According to the mayor's office, the chief asked for two body cameras per officer as well as four cameras per vehicle. 

During Thursday's meeting, Chief Anderson also addressed a need for nine new positions at MNPD for IT support and public information.

The current budget is $15 million to get it all started.

"Doing these cameras is kind of like opening up a video production company," said chief Anderson. "At present we would have to do it in staff, and we operate on a skeleton crew as it is."

Anderson said he needs the staff to operate servers and collect video as well as process it. He also said the exact camera model hasn't been selected. 

"We have a program to evaluate the cameras to decide which camera companies we actually want to bring in," Anderson said.

According to Nashville's Fraternal Order of Police president Sgt.
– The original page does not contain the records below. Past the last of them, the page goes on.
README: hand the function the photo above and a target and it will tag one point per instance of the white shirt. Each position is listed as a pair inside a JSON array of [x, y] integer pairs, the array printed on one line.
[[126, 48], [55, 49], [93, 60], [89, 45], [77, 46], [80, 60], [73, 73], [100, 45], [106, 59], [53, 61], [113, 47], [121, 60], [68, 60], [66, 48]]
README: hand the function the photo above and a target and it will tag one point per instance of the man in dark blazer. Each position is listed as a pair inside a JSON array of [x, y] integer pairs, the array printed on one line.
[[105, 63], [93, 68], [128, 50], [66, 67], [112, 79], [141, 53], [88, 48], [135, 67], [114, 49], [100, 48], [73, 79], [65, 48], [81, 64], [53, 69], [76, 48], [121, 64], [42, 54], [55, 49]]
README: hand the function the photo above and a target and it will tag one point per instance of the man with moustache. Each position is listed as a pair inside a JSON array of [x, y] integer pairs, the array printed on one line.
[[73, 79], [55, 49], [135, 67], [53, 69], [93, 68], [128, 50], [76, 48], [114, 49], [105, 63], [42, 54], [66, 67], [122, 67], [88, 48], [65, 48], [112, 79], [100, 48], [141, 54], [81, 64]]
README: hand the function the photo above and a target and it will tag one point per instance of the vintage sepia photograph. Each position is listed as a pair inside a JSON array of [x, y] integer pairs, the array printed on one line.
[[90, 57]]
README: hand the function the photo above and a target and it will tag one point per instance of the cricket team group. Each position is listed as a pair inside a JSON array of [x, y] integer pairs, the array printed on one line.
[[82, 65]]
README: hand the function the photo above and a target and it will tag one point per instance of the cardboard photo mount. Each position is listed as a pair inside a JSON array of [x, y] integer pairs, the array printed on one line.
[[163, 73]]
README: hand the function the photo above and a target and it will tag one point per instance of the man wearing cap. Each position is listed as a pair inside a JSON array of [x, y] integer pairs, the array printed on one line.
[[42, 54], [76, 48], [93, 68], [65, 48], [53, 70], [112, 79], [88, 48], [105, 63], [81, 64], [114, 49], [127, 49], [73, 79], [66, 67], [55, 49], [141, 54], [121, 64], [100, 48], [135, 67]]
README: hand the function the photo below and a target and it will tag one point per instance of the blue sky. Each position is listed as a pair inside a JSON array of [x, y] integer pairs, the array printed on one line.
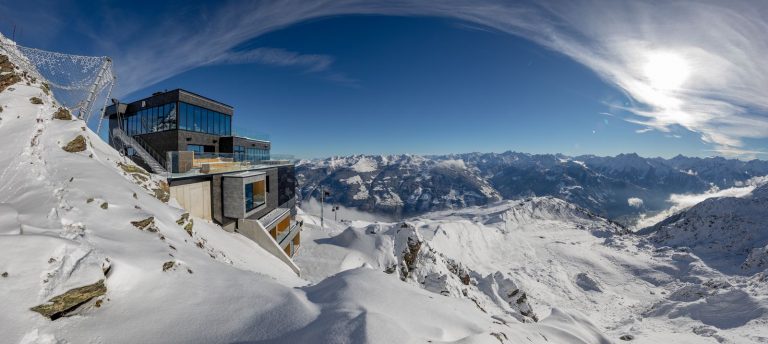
[[336, 78]]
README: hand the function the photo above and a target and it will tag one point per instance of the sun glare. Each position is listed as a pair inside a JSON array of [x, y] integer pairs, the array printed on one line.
[[666, 71]]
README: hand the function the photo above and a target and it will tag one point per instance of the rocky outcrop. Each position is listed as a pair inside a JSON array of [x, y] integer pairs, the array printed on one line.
[[432, 270], [76, 145], [63, 304], [8, 75], [62, 114]]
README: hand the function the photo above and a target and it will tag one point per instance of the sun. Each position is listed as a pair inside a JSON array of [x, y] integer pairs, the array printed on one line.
[[666, 71]]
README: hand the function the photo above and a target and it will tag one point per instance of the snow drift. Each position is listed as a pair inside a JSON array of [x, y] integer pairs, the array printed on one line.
[[86, 226]]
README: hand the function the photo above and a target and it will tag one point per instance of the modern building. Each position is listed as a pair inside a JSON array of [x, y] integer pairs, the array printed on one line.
[[213, 172]]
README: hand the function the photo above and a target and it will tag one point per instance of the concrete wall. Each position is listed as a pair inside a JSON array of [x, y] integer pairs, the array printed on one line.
[[185, 138], [271, 194], [194, 198], [234, 195], [253, 230]]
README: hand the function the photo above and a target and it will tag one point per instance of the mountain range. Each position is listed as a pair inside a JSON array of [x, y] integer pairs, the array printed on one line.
[[619, 187]]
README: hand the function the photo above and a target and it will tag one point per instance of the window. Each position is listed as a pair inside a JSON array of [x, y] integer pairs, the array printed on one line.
[[198, 149], [198, 119], [173, 115], [255, 195], [239, 153], [182, 116], [216, 123], [211, 115]]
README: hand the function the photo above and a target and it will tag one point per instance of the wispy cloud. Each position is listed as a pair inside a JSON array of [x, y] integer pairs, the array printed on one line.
[[695, 65], [277, 57]]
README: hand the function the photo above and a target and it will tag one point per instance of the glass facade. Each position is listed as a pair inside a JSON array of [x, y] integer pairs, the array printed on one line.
[[239, 154], [186, 117], [198, 149], [150, 120], [256, 154], [255, 195], [195, 118]]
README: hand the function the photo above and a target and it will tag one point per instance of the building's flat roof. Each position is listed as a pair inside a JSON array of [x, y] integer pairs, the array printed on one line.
[[179, 91], [199, 96], [196, 175]]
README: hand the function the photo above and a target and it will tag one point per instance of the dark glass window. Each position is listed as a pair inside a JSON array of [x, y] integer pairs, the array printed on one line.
[[198, 119], [239, 153], [255, 195], [198, 149], [182, 116]]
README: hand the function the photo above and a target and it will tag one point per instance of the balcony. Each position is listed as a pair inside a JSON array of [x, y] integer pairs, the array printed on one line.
[[188, 163]]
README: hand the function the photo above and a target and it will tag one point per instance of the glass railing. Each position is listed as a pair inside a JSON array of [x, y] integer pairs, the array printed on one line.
[[188, 163], [250, 134]]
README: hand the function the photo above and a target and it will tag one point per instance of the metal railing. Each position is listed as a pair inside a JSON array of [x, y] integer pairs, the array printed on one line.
[[155, 154], [287, 234], [190, 163], [128, 141]]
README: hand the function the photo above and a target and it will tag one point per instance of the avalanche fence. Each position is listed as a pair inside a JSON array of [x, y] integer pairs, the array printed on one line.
[[77, 82]]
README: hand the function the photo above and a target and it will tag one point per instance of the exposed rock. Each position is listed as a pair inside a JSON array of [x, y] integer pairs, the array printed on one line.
[[63, 304], [184, 217], [62, 114], [188, 227], [163, 192], [147, 224], [8, 76], [132, 168], [584, 281], [76, 145], [168, 265]]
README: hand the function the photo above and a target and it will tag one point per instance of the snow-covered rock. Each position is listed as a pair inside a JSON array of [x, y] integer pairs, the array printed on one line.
[[728, 232], [89, 222]]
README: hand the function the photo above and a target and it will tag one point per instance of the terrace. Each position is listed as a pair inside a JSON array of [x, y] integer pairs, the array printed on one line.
[[192, 163]]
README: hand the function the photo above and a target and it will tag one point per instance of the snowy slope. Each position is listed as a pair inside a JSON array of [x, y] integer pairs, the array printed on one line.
[[731, 233], [410, 185], [562, 258], [72, 219]]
James Smallwood, body cameras would've helped exonerate Officer Josh Lippert more quickly.

"It depends on the angle of the video, what obstructions are there, what can be seen and what can't," Smallwood said. "If there are any obstructions or anything. Had the video been clear, I have no doubt it would've exonerated based on that video."

Smallwood said he doesn't think Nashville police need the cameras, but isn't opposed to the transparency.

"We're not going to fight it. We're not against it. We're just showing the community that we're doing everything right and we're following our policies and procedures," He said.